Introduction Early pulmonary rehabilitation is recommended after a severe exacerbation of chronic obstructive pulmonary disease (COPD). However, this is difficult to implement, particularly for exercise training. High-flow nasal therapy (HFNT) may reduce the work of breathing and dyspnoea and may improve exercise tolerance.

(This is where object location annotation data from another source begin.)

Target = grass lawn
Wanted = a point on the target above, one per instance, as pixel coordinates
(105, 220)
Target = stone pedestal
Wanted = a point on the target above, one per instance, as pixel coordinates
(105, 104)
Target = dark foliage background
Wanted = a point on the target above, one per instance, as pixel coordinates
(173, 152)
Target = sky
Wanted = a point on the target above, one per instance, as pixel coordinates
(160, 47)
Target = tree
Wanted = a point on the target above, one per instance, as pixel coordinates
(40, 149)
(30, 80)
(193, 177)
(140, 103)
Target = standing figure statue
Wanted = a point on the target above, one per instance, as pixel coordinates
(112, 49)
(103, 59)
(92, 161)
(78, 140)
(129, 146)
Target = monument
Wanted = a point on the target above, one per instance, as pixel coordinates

Methods and analysis This is a single-centre, prospective, controlled, randomised, cross-over study. Eligible patients will have a diagnosis of COPD (postbronchodilator forced expiratory volume in 1 s/forced vital capacity ratio of <0.7). Two constant work rate exercise tests at 80% of the peak work rate will be carried out on two consecutive days with and without HFNT. The primary outcome will be the difference in endurance time between the two conditions. Secondary outcomes will be the change in muscle oxygenation during exercise, dyspnoea and muscle fatigue, respiratory muscle strength after exercise, respiratory rate, cardiac frequency, transcutaneous CO2 pressure and pulsed O2 saturation. Nineteen patients will be included. Data will be analysed as intention to treat by a blinded statistician.

Ethics and dissemination Ethics approval has been obtained from the Ethics Committees Nord-Ouest III, Caen, France (N° ID RCB: 2016-A01325-46). The study will begin in April 2017 for a duration of 2 years. The results of the trial will be presented at national and international meetings and published in peer-reviewed journals.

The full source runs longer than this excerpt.